Effective July 1, 2021, Tennessee no longer requires a permit to carry a firearm, whether openly or concealed for residents and non-residents. However, the state does still issue permits through the Department of Safety to qualified residents 21 years or 18 years old if the applicant is active duty, reservist, guardsman, or honorably discharged from their branch of service, DD-214 must mention 'pistol qualification' in order to be exempt from 8 hour safety course must have a valid military ID. The length of the term for the initial license is determined by the age of the applicant. If renewed properly and on time, the license is renewed every 8 years. Tennessee recognizes any valid, out-of-state permit for carrying a handgun as long as the permittee is not a resident of Tennessee. Nonresidents are not issued permits unless they are regularly
employed in the state.  Such persons are then required to obtain Tennessee permits even if they have home state permits unless their home state has entered into a reciprocity agreement with Tennessee. Permittees may carry handguns in most areas except civic centers,
public recreation buildings and colleges.  Businesses or landowners posting "no carry" signs may prohibit gun carry on any portion of their
properties. Additionally, per Tenn.

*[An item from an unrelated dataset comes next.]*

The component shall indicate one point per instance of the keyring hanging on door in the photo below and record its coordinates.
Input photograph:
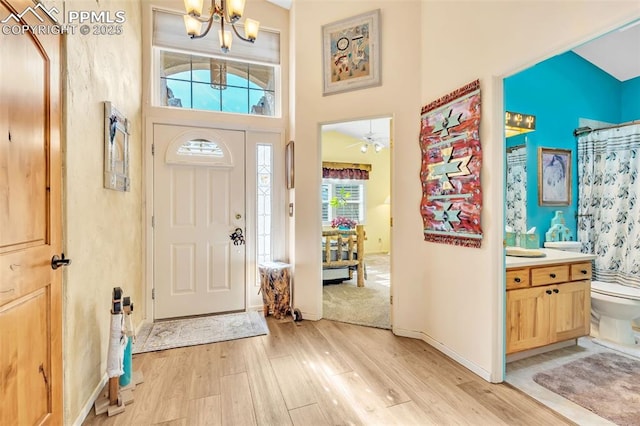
(237, 237)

Code Ann. 39-17-1351 r.(1) a facially valid handgun permit, firearms permit, weapons permit or license issued by another state shall be valid in this state [Tennessee] according to its terms and shall be treated as if it is a handgun permit issued by this state [Tennessee]).

Vehicle Transportation
A person may carry or transport a firearm within a motor vehicle or boat so long as they lawfully possess the firearm. 

However, if the vehicle is parked in a public or private parking area... 

 The vehicle must be permitted to park in that location
 The firearm or ammunition must be stored in a location away from "ordinary observation"
 If the owner of the firearm is not in the vehicle, the vehicle must be locked or the firearm must be stored in a locked container

You do not break the law if someone observes your weapon in the process of it being stored in accordance with the law.

Preemption
Except for four specific exceptions, Tennessee's preemption statute prevents localities from enacting any new laws regulating the use, purchase, transfer, taxation, manufacture, ownership, possession, carrying, sale, acquisition, gift, devise, licensing, registration, storage, and transportation of firearms and ammunition.  The current statute also preempts any existing local law, ordinance or regulation concerning firearms, ammunition or their components.  The exceptions allow localities to regulate 1) the carrying of firearms by their employees when acting in the course of the employees employment (except as provided in T.C.A. § 39-17-1313); 2) the discharge of firearms within the boundaries of the locality (except where permitted by State Law); 3) the location of a sport shooting range (except as provided in T.C.A. § 39-17-316 and T.C.A. § 39-3-412) and 4) the enforcement of any state or federal law pertaining to firearms and ammunition.  Most aspects of licensed handgun carry are regulated exclusively by the state.

At one time, Tennessee required a purchase permit for a handgun approved by one's city police chief or county sheriff with a fifteen-day waiting period; that was replaced under the federal Brady Act with the Tennessee Instant Check System (TICS). Handguns in Tennessee are defined as having a barrel length of less than twelve inches per T.C.A. § 39-11-106(a)(16).

Some counties have adopted Second Amendment sanctuary resolutions. A statewide sanctuary law was also passed.